Motivation nur ein Randaspekt

Dass es zumindest für die Bindung junger Mitarbeiter ein Muss ist, sie mit modischen Consumer-Geräten arbeiten zu lassen - auch das lässt nicht jeder CIO gelten. Ricardo Diaz vom Energieversorger EnBW etwa stellt sich bewusst gegen die aus Umfragen abgeleitete These, Unternehmen könnten schon wegen des Fachkräftemangels gar nicht mehr anders, als den von ihnen umworbenen jungen IT-Talenten Arbeitsgeräte eigener Wahl zu stellen. "Ich glaube, dass - abgesehen vielleicht von manchen Hochschulabgängern mit hoher IT-Affinität - die Wirkung von Bring Your Own auf die Motivation ein wenig überschätzt wird", sagt der IT-Chef.

Worüber neben dem Faktor Motivation noch viel spekuliert wird, ist die Frage, ob BYOD Support-Aufwand oder IT-Kosten senkt. Jürgen Häckel hat das bisher nicht gemessen, sagt aber: "Mein Eindruck ist, dass die Leute weniger Anfragen haben." Für Ricardo Diaz hingegen steht nach Abschluss des BYOD-Pilotprojekts bei EnBW die Erkenntnis: So viel Geld sparen lässt sich damit gar nicht. Kosten zu senken war bei dem Energieversorger mit Hauptsitz in Karlsruhe das wichtigste Motiv, vor gut einem Jahr die Idee von "Bring Your Own" aufzugreifen. Zwar sparte der IT-Chef Hardwarekosten. "Ein wesentlicher Kostenpunkt ist aber, die ganze Software, angefangen von Office-Paketen, für den Einsatz auf den Notebooks zu lizenzieren", sagt Ricardo Diaz. Fast grotesk mutet es an, dass die Lizenzkosten für EnBW anfallen, obwohl einige externe Mitarbeiter beispielsweise Office ohnehin schon selbst auf ihrem Rechner installiert und lizenziert haben. "Die Lizenzmodelle der großen Hersteller bieten für diesen Sonderfall leider keine Lösung", sagt Projektleiter Michael Amblank. Derzeit denken er und Diaz darüber nach, wie sich künftig auch hier sparen lässt.

Angefangen haben sie dennoch mit BYOD, auch wenn die Frage ungeklärt war. "Think big, start small" lautet eine weitere Lehre von Ricardo Diaz. Nach diesem Prinzip würde er wieder vorgehen, müsste er ein ähnliches Vorhaben noch einmal starten. Denn: Alle Eventualitäten ließen sich vorab ohnehin nicht klären, manche Planung würde ein BYOD-Projekt nur unnötig verzögern. Ähnlich sieht das Jesper Doub. Seit die Hauptstandorte von M. DuMont Schauberg drahtlose Internetzugänge haben, können die Mitarbeiter mit ihren neuen tragbaren Rechnern im Netz surfen sowie die geschäftlichen Mail- und Kalenderfunktionen nutzen - "sofern bestehende Betriebsvereinbarungen das zulassen", betont Jesper Doub.

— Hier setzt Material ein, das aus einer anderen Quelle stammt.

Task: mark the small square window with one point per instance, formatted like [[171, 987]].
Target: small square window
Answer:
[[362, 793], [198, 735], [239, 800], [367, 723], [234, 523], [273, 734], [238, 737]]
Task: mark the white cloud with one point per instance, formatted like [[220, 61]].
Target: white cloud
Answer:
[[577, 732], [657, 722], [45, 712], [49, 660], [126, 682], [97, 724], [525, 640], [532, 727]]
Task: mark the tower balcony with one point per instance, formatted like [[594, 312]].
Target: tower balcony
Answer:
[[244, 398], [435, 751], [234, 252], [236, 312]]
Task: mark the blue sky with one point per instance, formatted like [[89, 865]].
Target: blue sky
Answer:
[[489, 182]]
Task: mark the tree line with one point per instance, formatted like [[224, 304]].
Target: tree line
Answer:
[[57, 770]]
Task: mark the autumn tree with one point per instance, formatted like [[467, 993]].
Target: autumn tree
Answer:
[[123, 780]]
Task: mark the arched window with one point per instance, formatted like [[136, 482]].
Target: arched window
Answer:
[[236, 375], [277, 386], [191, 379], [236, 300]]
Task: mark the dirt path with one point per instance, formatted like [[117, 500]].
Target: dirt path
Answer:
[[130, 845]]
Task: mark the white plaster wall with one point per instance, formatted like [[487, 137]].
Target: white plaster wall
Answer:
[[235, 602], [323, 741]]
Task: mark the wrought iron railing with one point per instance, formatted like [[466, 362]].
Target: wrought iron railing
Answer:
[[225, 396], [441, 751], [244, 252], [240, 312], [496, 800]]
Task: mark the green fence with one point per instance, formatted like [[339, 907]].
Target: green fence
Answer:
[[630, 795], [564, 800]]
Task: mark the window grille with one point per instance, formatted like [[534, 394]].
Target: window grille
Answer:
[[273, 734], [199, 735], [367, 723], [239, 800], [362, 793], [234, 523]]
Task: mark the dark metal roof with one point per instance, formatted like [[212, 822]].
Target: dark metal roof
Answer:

Die Einschränkung ist unterschiedlichen Regelungen innerhalb der Mediengruppe geschuldet. Bis alle verschiedenen Aspekte der jeweiligen Standorte perfekt harmonisiert sind, wollte er aber nicht warten, es sollte losgehen. "Man kann bei einem solchen Ansatz nicht jedes Szenario mit seinen Details in einem Schritt bis zur letzten harmonisierten Ausbaustufe vorher durchdenken und planen; erfolgreich ist ein stufenweises Vorgehen", sagt er.